Kirsty Williams AM, Cabinet Secretary for Education, appeared before the Senedd Children Young People and Education Committee (Senedd CYPE) in a scrutiny session for over an hour on Wednesday 14 June. See it here.
A number of things were revealed or confirmed:
- Qualified for Life 2.0 will not be published before Autumn 2017. A refresh of the existing Qualified for Life (QfL) was promised back in November 2016. This is Welsh Government’s key strategic document for the entire education reform programme.
- Officially, the delay is due to a desire to reference recent OECD recommendations. The main difference between QfL 1 and 2.0 will be a new overarching priority focus added to the existing ones – Wellbeing. Unofficially, it is likely that there has been a protracted internal debate about turning a desire to promote Wellbeing into a clear and well-defined strategic goal and then identifying a menu of actions geared to achieving it. Pesky elections will have affected the progress of the document too.

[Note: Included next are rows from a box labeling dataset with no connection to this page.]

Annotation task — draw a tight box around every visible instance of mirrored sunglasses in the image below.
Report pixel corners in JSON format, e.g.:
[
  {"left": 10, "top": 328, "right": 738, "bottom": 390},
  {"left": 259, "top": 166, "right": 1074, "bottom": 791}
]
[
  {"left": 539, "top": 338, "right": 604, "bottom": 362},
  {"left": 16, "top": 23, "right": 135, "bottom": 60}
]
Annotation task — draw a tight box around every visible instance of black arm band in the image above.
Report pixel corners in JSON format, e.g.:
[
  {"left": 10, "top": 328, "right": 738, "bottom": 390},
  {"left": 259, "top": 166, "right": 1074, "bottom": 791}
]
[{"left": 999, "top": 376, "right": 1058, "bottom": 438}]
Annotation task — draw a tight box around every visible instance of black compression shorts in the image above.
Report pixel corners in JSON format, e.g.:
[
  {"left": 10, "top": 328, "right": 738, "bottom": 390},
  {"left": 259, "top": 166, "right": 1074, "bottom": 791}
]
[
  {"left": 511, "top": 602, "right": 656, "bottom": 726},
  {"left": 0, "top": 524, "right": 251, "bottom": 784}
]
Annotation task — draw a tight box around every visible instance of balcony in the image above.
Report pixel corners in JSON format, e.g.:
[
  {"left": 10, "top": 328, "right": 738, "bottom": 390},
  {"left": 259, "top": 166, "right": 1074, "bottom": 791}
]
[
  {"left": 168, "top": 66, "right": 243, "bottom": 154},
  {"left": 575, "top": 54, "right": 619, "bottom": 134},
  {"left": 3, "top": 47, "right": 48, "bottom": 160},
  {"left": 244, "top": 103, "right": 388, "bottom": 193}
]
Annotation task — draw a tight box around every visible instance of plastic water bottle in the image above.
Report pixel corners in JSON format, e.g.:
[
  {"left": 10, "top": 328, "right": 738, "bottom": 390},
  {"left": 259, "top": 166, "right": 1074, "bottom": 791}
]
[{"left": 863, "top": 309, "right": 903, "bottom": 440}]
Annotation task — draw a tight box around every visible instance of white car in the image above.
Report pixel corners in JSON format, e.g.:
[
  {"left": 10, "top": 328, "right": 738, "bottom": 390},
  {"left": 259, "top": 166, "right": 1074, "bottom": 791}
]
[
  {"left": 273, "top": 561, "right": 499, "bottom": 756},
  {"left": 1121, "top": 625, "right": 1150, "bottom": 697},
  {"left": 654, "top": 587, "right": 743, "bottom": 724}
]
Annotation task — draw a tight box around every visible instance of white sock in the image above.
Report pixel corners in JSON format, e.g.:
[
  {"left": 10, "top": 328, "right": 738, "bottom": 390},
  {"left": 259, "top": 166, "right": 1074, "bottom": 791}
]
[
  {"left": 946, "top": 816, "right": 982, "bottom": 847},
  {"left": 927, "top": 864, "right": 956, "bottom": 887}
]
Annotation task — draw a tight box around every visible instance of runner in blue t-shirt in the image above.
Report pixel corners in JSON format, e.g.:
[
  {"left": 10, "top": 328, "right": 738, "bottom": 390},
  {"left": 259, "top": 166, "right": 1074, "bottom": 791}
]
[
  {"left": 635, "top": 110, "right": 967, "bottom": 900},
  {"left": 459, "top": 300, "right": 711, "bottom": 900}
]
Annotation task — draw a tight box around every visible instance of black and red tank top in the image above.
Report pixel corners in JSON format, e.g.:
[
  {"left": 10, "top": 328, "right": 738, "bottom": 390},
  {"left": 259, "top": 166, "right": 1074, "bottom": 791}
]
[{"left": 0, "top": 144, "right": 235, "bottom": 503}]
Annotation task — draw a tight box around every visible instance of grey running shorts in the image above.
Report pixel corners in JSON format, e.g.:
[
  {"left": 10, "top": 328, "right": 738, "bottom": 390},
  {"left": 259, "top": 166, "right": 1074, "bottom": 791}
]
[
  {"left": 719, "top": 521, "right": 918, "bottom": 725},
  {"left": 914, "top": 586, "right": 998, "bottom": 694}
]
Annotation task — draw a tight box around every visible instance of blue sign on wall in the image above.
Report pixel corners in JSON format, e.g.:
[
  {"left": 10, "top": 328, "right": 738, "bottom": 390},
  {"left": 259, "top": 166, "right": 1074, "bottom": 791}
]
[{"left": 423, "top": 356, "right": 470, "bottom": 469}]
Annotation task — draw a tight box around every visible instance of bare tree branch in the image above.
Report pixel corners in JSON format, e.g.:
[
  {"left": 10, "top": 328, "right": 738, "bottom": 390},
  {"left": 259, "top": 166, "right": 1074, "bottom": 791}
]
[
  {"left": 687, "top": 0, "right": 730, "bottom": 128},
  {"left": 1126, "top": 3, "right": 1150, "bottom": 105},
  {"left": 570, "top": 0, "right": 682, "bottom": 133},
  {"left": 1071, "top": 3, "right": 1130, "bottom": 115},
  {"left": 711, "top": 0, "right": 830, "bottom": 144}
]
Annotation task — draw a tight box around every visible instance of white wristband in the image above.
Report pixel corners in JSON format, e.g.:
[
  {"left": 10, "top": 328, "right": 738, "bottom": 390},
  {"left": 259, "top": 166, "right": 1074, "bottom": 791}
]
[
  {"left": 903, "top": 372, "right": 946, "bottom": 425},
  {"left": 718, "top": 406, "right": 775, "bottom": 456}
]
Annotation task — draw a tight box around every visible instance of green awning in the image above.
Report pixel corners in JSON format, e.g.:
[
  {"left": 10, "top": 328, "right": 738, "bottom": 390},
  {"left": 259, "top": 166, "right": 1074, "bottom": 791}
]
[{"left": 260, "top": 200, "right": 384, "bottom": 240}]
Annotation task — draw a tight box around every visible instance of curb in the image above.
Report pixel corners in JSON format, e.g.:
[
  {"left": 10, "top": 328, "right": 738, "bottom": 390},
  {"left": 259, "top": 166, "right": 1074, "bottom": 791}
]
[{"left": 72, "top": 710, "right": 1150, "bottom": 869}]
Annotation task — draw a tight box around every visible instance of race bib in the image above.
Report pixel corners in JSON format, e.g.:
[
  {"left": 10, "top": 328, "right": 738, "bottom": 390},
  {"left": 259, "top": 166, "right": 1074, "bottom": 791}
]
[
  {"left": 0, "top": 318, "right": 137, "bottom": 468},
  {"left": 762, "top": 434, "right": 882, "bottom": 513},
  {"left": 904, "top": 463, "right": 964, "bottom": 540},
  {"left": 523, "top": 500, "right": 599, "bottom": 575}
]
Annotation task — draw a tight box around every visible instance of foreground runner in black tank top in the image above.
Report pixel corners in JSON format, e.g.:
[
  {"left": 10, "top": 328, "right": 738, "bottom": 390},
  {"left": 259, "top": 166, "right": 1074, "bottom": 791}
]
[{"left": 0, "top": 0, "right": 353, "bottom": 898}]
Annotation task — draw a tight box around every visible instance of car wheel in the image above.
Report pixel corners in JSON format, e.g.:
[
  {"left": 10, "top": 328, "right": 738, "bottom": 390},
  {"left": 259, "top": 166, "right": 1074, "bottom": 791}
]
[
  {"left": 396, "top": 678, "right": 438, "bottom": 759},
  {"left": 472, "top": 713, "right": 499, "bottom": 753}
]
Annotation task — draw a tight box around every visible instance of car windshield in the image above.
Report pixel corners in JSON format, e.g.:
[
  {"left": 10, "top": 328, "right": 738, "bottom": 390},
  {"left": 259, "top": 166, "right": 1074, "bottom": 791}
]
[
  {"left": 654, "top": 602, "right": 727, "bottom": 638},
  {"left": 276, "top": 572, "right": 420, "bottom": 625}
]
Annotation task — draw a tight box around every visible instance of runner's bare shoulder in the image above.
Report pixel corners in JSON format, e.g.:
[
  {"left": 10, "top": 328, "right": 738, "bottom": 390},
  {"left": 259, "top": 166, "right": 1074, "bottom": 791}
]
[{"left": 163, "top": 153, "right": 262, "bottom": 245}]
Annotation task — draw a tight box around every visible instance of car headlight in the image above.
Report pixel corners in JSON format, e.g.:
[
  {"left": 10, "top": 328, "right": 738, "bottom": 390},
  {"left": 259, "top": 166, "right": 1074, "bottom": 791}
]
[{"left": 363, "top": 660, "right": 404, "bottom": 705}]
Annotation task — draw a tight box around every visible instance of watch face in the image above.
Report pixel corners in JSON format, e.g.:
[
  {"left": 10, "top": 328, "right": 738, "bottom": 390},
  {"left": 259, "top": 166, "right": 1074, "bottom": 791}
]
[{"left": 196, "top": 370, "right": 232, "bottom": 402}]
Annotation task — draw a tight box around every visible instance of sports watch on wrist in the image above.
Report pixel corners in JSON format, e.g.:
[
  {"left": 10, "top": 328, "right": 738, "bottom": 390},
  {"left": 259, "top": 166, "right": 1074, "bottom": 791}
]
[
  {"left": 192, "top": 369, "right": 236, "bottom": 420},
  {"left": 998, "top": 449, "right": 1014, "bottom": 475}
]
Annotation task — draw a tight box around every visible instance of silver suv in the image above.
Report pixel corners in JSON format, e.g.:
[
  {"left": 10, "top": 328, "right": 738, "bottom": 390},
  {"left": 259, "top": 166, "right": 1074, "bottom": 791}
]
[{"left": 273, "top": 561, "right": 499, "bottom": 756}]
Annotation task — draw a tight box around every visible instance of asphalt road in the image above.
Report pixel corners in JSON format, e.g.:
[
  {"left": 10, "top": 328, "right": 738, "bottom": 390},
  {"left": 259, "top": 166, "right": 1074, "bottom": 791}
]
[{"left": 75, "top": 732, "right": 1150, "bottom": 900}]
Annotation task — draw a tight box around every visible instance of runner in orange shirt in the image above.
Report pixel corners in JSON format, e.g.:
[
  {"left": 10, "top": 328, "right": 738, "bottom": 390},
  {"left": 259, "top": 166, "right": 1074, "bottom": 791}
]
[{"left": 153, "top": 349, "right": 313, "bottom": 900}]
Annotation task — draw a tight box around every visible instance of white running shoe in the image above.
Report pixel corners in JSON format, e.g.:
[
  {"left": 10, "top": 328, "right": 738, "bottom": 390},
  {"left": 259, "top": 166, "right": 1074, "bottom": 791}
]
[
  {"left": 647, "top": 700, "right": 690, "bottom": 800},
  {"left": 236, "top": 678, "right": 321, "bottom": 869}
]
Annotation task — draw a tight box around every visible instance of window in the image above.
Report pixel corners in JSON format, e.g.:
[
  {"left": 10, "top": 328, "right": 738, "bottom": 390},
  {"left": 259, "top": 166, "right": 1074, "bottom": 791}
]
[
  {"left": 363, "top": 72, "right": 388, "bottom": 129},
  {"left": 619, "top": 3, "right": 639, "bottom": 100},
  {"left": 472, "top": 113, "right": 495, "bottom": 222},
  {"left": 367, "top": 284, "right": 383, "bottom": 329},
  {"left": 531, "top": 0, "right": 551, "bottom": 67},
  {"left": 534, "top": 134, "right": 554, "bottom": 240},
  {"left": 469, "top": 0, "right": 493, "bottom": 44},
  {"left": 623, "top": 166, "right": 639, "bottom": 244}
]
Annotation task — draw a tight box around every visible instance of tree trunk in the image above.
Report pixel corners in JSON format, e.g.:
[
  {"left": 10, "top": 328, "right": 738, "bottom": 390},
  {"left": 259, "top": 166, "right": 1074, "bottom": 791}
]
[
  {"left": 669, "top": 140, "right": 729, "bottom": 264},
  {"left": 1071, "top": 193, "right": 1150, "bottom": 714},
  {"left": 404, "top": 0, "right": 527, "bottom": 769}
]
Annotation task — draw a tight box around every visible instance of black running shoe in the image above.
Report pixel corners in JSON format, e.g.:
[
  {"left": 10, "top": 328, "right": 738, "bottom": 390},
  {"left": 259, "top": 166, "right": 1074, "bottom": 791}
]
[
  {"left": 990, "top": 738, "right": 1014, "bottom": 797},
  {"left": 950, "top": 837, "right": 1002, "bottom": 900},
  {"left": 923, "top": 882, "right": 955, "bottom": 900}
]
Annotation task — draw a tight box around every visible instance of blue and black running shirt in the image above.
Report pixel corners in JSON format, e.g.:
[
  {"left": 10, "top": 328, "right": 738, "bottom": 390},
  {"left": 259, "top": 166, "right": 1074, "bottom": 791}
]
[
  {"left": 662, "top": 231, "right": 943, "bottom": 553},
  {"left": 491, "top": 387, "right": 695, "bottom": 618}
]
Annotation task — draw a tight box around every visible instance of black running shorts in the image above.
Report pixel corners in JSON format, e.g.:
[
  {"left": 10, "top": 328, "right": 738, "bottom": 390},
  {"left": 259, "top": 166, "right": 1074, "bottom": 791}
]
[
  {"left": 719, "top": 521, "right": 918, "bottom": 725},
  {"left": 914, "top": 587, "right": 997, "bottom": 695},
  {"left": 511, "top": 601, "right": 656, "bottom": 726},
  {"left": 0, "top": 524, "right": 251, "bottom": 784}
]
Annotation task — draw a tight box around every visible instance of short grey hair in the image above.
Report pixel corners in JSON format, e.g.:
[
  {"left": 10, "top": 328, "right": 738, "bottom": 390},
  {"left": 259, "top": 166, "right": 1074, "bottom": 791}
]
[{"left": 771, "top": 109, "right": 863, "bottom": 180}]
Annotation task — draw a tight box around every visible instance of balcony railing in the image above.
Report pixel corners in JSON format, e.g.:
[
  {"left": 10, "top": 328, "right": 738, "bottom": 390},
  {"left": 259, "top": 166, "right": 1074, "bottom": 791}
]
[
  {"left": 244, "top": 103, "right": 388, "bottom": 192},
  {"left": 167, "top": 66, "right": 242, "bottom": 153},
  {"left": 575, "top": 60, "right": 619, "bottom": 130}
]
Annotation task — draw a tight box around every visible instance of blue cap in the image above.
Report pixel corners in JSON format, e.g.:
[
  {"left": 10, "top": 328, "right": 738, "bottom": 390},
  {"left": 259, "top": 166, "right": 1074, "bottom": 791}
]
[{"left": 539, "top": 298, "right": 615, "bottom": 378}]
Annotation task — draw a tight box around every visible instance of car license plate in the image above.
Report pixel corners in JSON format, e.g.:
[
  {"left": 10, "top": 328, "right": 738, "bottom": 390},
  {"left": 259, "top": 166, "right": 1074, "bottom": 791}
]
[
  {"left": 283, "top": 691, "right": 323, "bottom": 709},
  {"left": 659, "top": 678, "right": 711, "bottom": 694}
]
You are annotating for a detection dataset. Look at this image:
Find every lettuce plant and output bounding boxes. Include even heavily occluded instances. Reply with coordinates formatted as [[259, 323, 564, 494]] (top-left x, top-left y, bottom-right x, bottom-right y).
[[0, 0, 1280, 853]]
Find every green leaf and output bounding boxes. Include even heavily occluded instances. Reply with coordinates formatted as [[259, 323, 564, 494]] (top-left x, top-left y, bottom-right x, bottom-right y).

- PISA – the Cabinet Secretary is not targeting a Top 20 position nor entry into the ‘500 club’. Rather, she wants to see Wales making progress. The next PISA tests are sat in 2018 with outcomes published in 2019.
- Progress on developing the new curriculum, Successful Futures, is back on track. High-level curriculum frameworks for the Areas of Learning and Experience (AoLEs) have been delivered; they are now being considered by Curriculum and Assessment and other cross-cutting or overarching teams. Despite this, the Cabinet Secretary said clearly that she is after ‘getting it right’ rather than sticking to a set timeline. No date was given for publishing an updated set of new curriculum documents.
- Consortia have been tasked with ensuring more and better dialogue between Pioneer and non-Pioneer schools.
- Although the new Leadership Academy will not be officially established until Spring 2018, the Cabinet Secretary expects the existing Shadow Board will ensure a consistent offer on leadership development by all consortia and throughout Wales from September 2017.
- Together with the Minister for Health, the Cabinet Secretary is looking at a programme to build learner resilience in Years 7, 8 and 9. More detail to come.
- Guidance on what might be a reasonable marking workload for teachers is being developed, led by one consortia.
- A pilot initiative involving Local Authorities will look at how high-calibre School Business Managers might work across several schools and relieve some burden from headteachers.
- Cabinet Secretary reminded Committee that many of this year’s GCSEs are new and reflect a concern to introduce more rigour – this may have an impact on results, and this year’s results will not be directly comparable to previous years.
- A dashboard approach to accountability is under active consideration. No indication was given of when a set of new accountability measures might emerge.
- A detailed departmental budget breakdown will be sent to the Committee by letter in due course.